The second of these attack vectors was related to how/when Qtum does full-block validation. In Qtum, full block validation and coinstake validation is performed when a new block is received that has more total chainwork than the previous tip’s chainwork. In effect, this means that full checking of the PoS is done only when a new block is appended to the current tip or when a fork’s tip is received that has more total chainwork than the current tip and therefore triggers a block reorganization. However, In previous versions of Qtum, new blocks were committed to disk if a node received a block with chainwork equal to or greater than the current tip’s chainwork. An attacker could, therefore, make peers commit blocks to disk without the peers fully validating the PoS and cause them to run out of disk space.

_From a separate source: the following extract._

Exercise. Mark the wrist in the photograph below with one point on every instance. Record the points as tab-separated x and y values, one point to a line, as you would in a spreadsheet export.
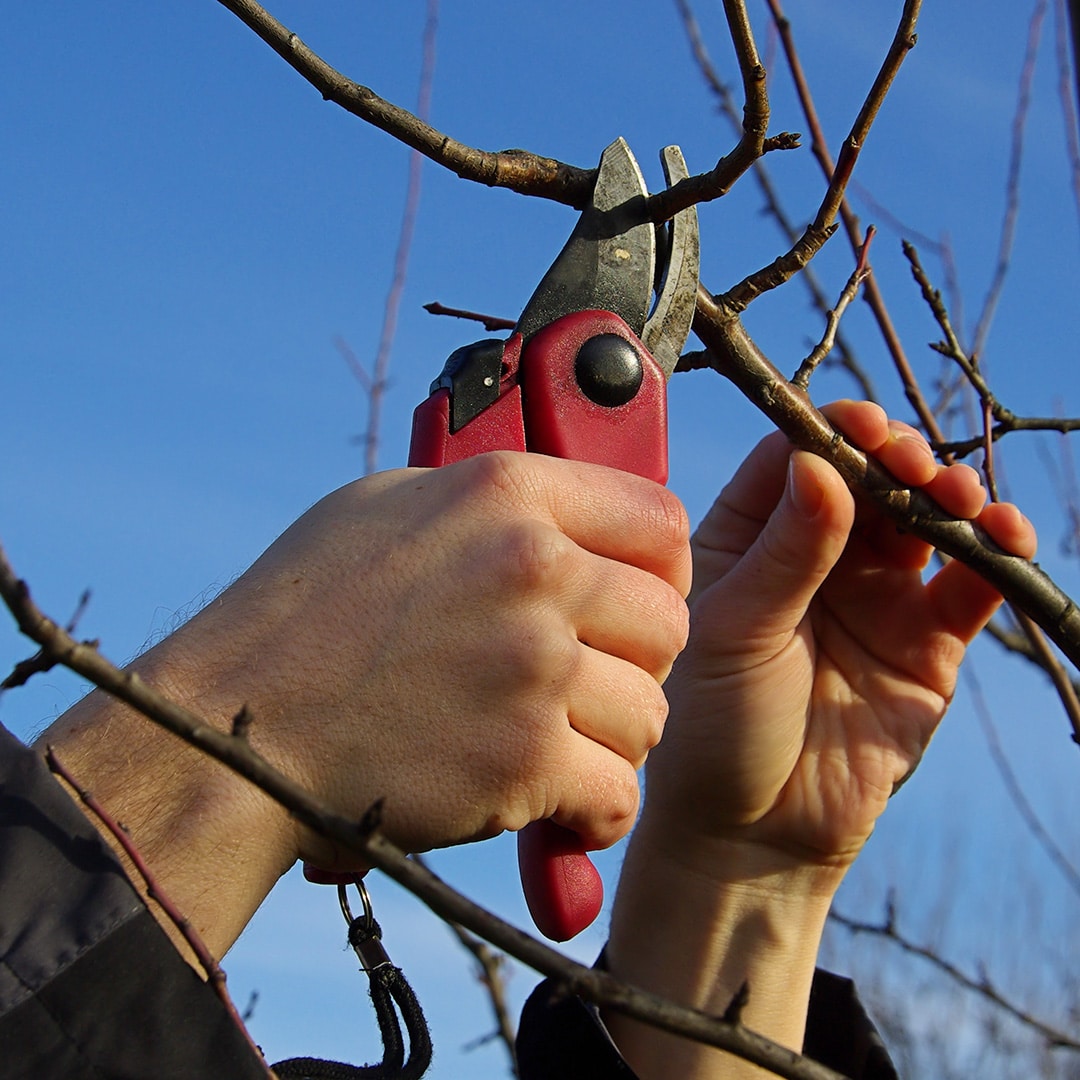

Qtum’s v0.16.2, which was a recommended update included improved network security and bug fixes in the form of:
Implement network spam protection
Only request blocks from peers when their chainwork is strictly more significant than the current tip
Add extra header checks for PoS timestamp, block indexes, signature type (LowS), synchronized and rolling checkpoints.
Add recent checkpoints
Update nMinimumChainWork, defaultAssumeValid and chainTxData
Update BLOCK_CHAIN_SIZE
Fix failing Qt tests in make check on OSX Mojave
Fix getblocktemplate RPC for PoS blocks
Fix help messages for walletpassphrase and getnetworkhashps RPC’s
The block/disk attack required only a slight adjustment to when Qtum commits blocks to disk. Blocks are now committed to disk only if the block is part of a chain whose tip’s chainwork is greater than the active tip’s chainwork.
The header/memory attack was mitigated by implementing detection of potential header spam and disconnecting and banning any offending peer. Several checks that were previously only done when the full blocks were received were added to standalone header checking as well. Such as making sure that the signature contained in the header was in the correct format before committing the header to memory as large invalid signatures could be used to amplify header spam.
The network spam protection implemented in v0.16.2 detects peers who are trying to run such “No Stake” attacks and bans them. Now, nodes only request blocks from peers when their chainwork is strictly greater than the current tip. In addition to these countermeasures, we added extra header checks for PoS timestamps, block indexes, signature type (LowS), and synchronized and rolling checkpoints.
We believe that these patches should render any attacks near impossible to execute because of the added complexity and security features implemented. Despite this, we are working on a more comprehensive fix that has passed our initial tests, but since it is a comparatively more substantial change to the protocol, we require more tests.